Debenu Quick PDF Library includes a range of functionality for extracting text from PDF files, but usually it’s for extract text from an entire page. The extract functions which include “area” in the name let you specify a rectangular area from which you wish to extract text. The key functions for this using regular memory functions are SetTextExtractionArea and for direct access (DA) functions it is DASetTextExtractionArea.

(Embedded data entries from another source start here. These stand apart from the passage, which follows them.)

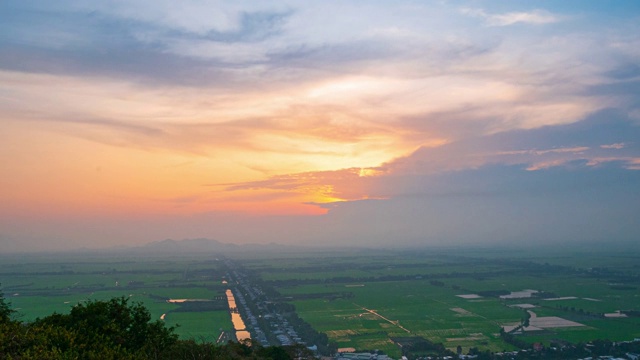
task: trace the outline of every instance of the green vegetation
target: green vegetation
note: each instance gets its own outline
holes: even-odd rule
[[[258,309],[249,301],[260,326],[266,322],[259,315],[277,306],[291,324],[304,325],[301,338],[331,348],[399,358],[407,355],[401,349],[420,356],[640,338],[640,254],[628,250],[236,253],[232,267],[216,258],[225,259],[7,257],[0,259],[0,281],[16,313],[0,307],[0,317],[40,324],[38,318],[67,313],[78,303],[124,298],[142,304],[153,321],[165,315],[163,324],[175,327],[178,342],[224,342],[229,337],[221,334],[233,332],[224,291],[244,290],[223,281],[238,266],[271,304]],[[505,297],[526,289],[535,290],[531,297]]]
[[[127,298],[75,305],[69,314],[21,323],[0,293],[0,359],[299,359],[304,346],[264,348],[257,343],[214,345],[178,340],[172,327],[151,321],[149,311]]]
[[[502,254],[497,256],[496,254]],[[325,255],[325,256],[322,256]],[[482,249],[365,251],[315,254],[304,258],[239,259],[281,301],[339,347],[379,349],[401,354],[398,338],[422,338],[493,352],[516,350],[500,336],[503,327],[527,325],[515,335],[520,344],[546,346],[594,339],[640,337],[640,317],[605,317],[638,309],[640,269],[630,254],[587,255],[542,250],[490,252]],[[618,284],[612,286],[611,284]],[[501,298],[537,290],[530,298]],[[477,298],[458,295],[476,294]],[[533,331],[538,317],[577,323],[547,323]],[[371,310],[371,311],[370,311]],[[628,312],[629,313],[629,312]],[[537,324],[540,324],[538,322]]]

Sample code demonstrating the use of the regular and DA functions for extracting text from a portion of the page is shown below:

SetTextExtractionArea with GetPageText

1
2
3
4
5
DPL.LoadFromFile(@"Sample.pdf", "");
DPL.SetOrigin(1); // Sets 0,0 coordinate position to top left of page, default is bottom left
DPL.SetTextExtractionArea(35, 35, 229, 30); // Left, Top, Width, Height
string ExtractedContent = DPL.GetPageText(8);
Console.WriteLine(ExtractedContent);

DASetTextExtractionArea with ExtractFilePageText

SetOrigin cannot be used with DASetTextExtractionArea so the 0,0 coordinates are at the bottom left of the page by default. This means we need to adjust top parameter so that the top is measured bottom up, rather than from top down. The page height is 792 points so it’s just a matter of subtracting 35 in our example above from 792 to give us 757 points.

1
2
3
DPL.DASetTextExtractionArea(35, 757, 229, 30); // Left, Top, Width, Height
ExtractedContent = DPL.ExtractFilePageText(@"Sample.pdf", "", 1, 8);
Console.WriteLine(ExtractedContent);

DASetTextExtractionArea with DAExtractPageText

1
2
3
4
5
int fileHandle = DPL.DAOpenFile(@"C:\Users\Rowan\Dropbox (Debenu)\DQPL ReleaseTester\TestFiles\Text\Adobe PDF Library.pdf", "");
int pageRef = DPL.DAFindPage(fileHandle, 1);
DPL.DASetTextExtractionArea(35, 757, 229, 30); // Left, Top, Width, Height
ExtractedContent = DPL.DAExtractPageText(fileHandle, pageRef, 8);
Console.WriteLine(ExtractedContent);

Debenu Quick PDF Library gives you precision control over which text is extracted from the document.